Handle With Care

Waking up this morning, I smile. Twenty-four brand new hours are before me. I vow to live fully in each moment and to look at all beings with eyes of compassion.”
~Thich Nhat Hanh

This past week I have had several reminders of how important it is to walk gently upon the Earth. Mostly I have had reminders about how important it is to speak gently and handle those I meet with tender care. The fact of the matter is that most of us get up every morning and head out into the world with little thought of those we might meet along the way. Speaking for myself, I know I have so many things on my own agenda that I rarely give a thought to the many things all the human beings I come into contact with may be carrying. It is a sad yet true statement.

But at least twice in the past several days I have been reminded that each of us wake up, plant our two feet on the ground if we are lucky, get dressed, brush our teeth and proceed out the door with our invisible bags jammed full of all that has happened to us. Yesterday. Last year. When we were children. In that last relationship. Before our kids were born. At the doctor’s office. When we were five years old, on the playground. No one else can see the wounds or the medals we wear from these past experiences. But they are there.

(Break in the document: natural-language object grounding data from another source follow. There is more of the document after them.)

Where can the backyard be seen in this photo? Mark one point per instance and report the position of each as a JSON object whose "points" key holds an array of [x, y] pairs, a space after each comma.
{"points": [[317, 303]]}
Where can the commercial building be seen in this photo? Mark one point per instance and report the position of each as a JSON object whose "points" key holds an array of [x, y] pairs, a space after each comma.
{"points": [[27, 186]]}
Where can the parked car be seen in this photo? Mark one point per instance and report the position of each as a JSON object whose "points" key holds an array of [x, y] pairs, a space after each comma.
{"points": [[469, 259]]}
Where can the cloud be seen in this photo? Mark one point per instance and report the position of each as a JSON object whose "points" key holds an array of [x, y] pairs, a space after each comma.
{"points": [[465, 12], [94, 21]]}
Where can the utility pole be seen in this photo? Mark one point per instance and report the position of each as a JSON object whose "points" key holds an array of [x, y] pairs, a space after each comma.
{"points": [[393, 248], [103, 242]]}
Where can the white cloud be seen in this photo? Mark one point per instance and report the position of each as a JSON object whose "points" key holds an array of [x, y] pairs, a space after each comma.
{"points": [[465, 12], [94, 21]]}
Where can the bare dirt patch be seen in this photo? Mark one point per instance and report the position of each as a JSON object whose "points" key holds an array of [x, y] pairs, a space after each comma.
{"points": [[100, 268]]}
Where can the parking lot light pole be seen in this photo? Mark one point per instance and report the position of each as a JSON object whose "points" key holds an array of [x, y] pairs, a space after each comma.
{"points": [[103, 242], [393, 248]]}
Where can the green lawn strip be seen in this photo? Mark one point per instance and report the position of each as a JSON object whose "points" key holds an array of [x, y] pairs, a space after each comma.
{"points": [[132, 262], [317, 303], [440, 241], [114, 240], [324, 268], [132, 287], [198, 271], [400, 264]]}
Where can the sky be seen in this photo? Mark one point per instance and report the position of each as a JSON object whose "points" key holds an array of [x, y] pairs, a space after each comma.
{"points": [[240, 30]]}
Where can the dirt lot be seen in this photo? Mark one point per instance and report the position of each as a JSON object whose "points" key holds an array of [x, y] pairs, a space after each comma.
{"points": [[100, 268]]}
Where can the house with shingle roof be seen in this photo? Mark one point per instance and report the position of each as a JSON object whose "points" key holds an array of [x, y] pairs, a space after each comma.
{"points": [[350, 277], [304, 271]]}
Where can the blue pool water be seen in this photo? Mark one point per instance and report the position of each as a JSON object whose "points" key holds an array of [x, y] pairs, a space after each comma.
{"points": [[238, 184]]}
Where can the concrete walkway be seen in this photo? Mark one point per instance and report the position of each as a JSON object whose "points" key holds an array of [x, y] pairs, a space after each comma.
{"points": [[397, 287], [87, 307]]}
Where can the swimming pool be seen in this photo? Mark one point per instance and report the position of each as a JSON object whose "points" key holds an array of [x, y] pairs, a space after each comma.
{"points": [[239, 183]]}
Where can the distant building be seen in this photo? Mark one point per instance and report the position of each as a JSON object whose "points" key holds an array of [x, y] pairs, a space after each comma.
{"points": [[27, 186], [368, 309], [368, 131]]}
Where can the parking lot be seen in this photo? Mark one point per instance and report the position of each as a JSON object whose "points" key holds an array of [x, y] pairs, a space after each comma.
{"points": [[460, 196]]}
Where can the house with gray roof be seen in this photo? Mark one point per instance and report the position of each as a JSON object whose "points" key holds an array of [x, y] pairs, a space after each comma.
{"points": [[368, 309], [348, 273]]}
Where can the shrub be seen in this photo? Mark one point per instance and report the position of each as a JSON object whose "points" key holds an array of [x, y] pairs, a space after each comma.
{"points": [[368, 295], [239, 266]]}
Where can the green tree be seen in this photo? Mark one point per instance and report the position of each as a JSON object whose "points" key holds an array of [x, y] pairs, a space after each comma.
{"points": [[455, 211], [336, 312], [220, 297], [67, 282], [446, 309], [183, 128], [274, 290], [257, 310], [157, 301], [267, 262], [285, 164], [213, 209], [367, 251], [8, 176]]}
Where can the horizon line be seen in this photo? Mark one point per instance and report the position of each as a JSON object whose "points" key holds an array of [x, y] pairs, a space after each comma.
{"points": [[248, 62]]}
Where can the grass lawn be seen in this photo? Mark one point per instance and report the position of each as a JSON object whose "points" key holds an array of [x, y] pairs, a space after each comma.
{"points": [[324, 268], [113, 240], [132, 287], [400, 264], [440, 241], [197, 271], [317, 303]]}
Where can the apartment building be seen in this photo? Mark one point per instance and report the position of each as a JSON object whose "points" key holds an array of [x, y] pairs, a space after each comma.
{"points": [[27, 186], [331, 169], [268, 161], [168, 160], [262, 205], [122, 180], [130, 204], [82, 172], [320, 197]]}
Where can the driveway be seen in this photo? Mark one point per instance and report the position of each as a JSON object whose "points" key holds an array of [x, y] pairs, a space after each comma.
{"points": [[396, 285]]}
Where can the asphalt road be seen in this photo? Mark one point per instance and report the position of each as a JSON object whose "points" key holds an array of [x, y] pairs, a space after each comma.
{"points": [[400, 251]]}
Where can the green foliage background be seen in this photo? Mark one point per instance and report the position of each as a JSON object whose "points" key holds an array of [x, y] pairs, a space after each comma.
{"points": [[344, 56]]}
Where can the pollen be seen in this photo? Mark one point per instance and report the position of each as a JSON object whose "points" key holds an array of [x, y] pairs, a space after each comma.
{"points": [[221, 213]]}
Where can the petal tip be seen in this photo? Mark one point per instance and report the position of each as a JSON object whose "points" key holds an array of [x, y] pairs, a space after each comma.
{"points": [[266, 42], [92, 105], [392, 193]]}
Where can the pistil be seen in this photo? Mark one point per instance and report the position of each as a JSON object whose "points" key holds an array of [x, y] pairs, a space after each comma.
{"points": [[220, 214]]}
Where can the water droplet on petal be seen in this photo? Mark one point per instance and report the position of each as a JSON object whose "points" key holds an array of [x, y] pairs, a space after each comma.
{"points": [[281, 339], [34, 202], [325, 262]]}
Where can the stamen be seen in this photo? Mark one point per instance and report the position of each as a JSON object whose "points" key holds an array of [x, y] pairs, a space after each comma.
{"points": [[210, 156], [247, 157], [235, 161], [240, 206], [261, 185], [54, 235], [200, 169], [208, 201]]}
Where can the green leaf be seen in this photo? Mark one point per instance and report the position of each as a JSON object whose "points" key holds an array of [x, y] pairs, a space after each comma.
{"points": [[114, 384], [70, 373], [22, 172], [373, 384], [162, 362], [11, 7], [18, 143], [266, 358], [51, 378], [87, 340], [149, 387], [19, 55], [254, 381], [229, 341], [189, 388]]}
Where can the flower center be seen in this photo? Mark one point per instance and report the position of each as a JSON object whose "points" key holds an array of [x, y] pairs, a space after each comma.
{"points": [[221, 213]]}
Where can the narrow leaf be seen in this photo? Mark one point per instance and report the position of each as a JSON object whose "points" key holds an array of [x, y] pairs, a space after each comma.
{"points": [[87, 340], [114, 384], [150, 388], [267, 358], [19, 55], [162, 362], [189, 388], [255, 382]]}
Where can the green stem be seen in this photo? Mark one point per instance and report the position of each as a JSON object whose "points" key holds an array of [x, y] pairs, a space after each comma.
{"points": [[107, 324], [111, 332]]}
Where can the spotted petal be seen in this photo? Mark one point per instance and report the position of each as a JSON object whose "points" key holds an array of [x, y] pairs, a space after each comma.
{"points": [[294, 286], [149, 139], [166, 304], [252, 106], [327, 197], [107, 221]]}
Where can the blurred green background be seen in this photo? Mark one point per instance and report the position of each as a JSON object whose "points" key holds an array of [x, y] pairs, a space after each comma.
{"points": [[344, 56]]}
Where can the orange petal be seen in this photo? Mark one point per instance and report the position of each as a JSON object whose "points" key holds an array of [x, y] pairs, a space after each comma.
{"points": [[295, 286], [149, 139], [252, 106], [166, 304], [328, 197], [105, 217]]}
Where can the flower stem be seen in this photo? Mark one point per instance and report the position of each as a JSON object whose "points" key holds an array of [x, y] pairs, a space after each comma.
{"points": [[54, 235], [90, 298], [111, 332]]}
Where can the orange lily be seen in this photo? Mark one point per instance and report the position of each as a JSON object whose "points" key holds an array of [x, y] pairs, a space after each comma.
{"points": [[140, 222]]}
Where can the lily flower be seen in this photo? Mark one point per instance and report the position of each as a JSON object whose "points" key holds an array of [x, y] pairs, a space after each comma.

I was reminded this week that many people walk out into what will become their day with wounds that have never healed, never even been offered an antibiotic ointment or colorful band aid. They may be sitting on the bus or in traffic next to us, listening to music or talk radio, trying to just get through the next few minutes. Tears may be just below the surface or packed so deep in a well that if the water began to flow, it would create a flood of biblical proportions. Their fears might be riding on the surface of their dry, chapped skin or buried in the pit of a stomach that never stops churning.

The point is, we just don’t know. Right now the young man who sits across from me in a coffee shop, his black stocking cap pulled down over his ears, his puffy coat zipped tightly around his neck, could be carrying pain I would find unimaginable. The older gentleman I often see dressed in white painter’s pants grabbing a cup of coffee before he begins his work day may be suffering in ways that are certainly invisible. I just don’t know.

Of course at some level we do know because each of us have also made our way into a day, a week, a year, when sorrow or pain or sadness too deep for words has been the cape we wore. We have wondered how no one seemed to be able to see. We hoped that no one would bump into us with an bony elbow or a sharp word that would cause the carefully constructed armor we had tied on to break and fall to the ground, exposing all the frayed nerves of our weary, wounded soul.

I don’t know which side of this equation you are on right now. I do know that I am deeply grateful for the experiences that have humbled me and reminded me to be careful, very careful with my words and how I speak them. The gift of living this life, a life connected to all the many people we meet every day, demands that we handle one another with care, tender, tender care. Because we just don’t know what they have packed in their bags.

And so my promise to myself and to those that walk this path with me is that I will hope to walk gently, speak kindly and keep my heart open to all I cannot know. About that person. And that person. And that person.

So many people. So many unknown stories.